Das Ärgerlichste an diesem Buch ist jedoch sein Stil. Pitavals, oder wie man die Sammlungen von Kriminalfällen auch nennen mag, zeichnen sich nach meiner Erfahrung häufig dadurch aus, dass sie sichtlich nicht von Schriftstellern geschrieben wurden. „Totmacher 6“ bildet da keine Ausnahme. Die Lektüre dieses Bändchens gestaltet sich zunehmend zu einem Ärgernis. Zum einen liegt das an der nicht sonderlich stringenten Darstellung. Der Autor springt häufig – sowohl zeitlich als auch logisch. Das macht es nicht immer einfach, den roten Faden zu finden. Häufig werden Schlüsse gezogen, die man aus dem Text heraus nicht nachvollziehen kann. Pérez befindet sich seit 2011 in einem Flügel des Hochsicherheitstraktes „Colina 1“, im vierten Stock des Gefängnisses von Santiago de Chile. Dies bedeutet, das 14 Zellen neben ihm unbesetzt sind.(S. 118) Zum anderen wimmelt es in diesem Buch geradezu von falschen Bezügen, die die Interpretation mitunter abenteuerlich werden lassen. Immer wieder wurden (…) Mädchenleichen (…) gefunden. Die meisten von ihnen waren erst acht oder neun Jahre alt gewesen. (S. 81) Sind da jetzt die Leichen gemeint?

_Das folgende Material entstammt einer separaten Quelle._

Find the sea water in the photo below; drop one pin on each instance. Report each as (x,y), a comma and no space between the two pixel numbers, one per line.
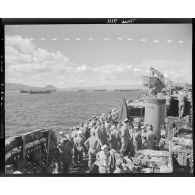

Hinzu kommt eine Neigung zu Adjektiven wie schaurig oder grausig, die sehr an Boulevard erinnern. Der Autor findet generell nicht selten zu recht eigenen Formulierungen. So ist z.B. von zweifelhaftem Erfolg die Rede, als einem Täter ein Mord schließlich gelingt. (S. 119) Was will uns der Autor mit dieser Formulierung verdeutlichen? Und was bitte sind primitivste Speisen? Hin und wieder erwischt Frank auch einfach nur den falschen Begriff. Das kann schon unfreiwillig komisch sein, etwa wenn davon die Rede ist, dass die Mutter eines der Protagonisten unverhofft gestorben ist. Und so weiter, und so fort…
Wer also Fakten über lateinamerikanische Mörder haben möchte und zudem recht drastische Abbildungen sucht, liegt mit „Totmacher 6“ genau richtig. Mehr erwarten sollte er allerdings nicht.